No new clinical practices would need to be established for a S. Paratyphi vaccine. Childhood vaccines and travellers’ vaccines are routinely recommended by clinicians.

Scoring: Based on the above analysis, barriers to uptake was categorised as fairly low (score of 1.5 out of 2).

Commercial attractiveness

Commercial attractiveness of a standalone vaccine is low given the likely limited demand in high-income countries and middle-income countries, where the only market for a S. Paratyphi vaccine is for travellers. A combined S. Typhi/S. Paratyphi vaccine would be more commercially attractive than a standalone vaccine for S. Paratyphi; combinations with other enteric pathogens could also be attractive. As one expert states “It would be great to have a vaccine against ‘enteric disease’” 28.

Scoring: Based on the above analysis, commercial attractiveness was categorised as low (score of 0 out of 2).

Primary recommendation

The primary recommendation is to support research and development for a combination vaccine with S. Typhi.

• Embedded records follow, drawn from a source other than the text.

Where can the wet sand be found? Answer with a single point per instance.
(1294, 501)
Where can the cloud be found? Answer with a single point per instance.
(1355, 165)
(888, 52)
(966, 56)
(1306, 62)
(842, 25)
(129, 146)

In the longer-term, it would be worthwhile to explore combination with other enteric vaccines given strong interest from policymakers in enteric vaccine combinations.

Secondary recommendation

The secondary recommendation is to accelerate clinical development. Key funders should be encouraged to support Phase III trials for promising combined S. Typhi/S. Paratyphi vaccine candidates. Gavi should be encouraged to provide an advanced market guarantee to pharmaceutical companies taking combined S. Typhi/S. Paratyphi candidates to Phase III trials. Finally, support for technical advances such as less expensive conjugation methods that enable cheaper vaccine production could help ensure uptake in low- and middle-income countries.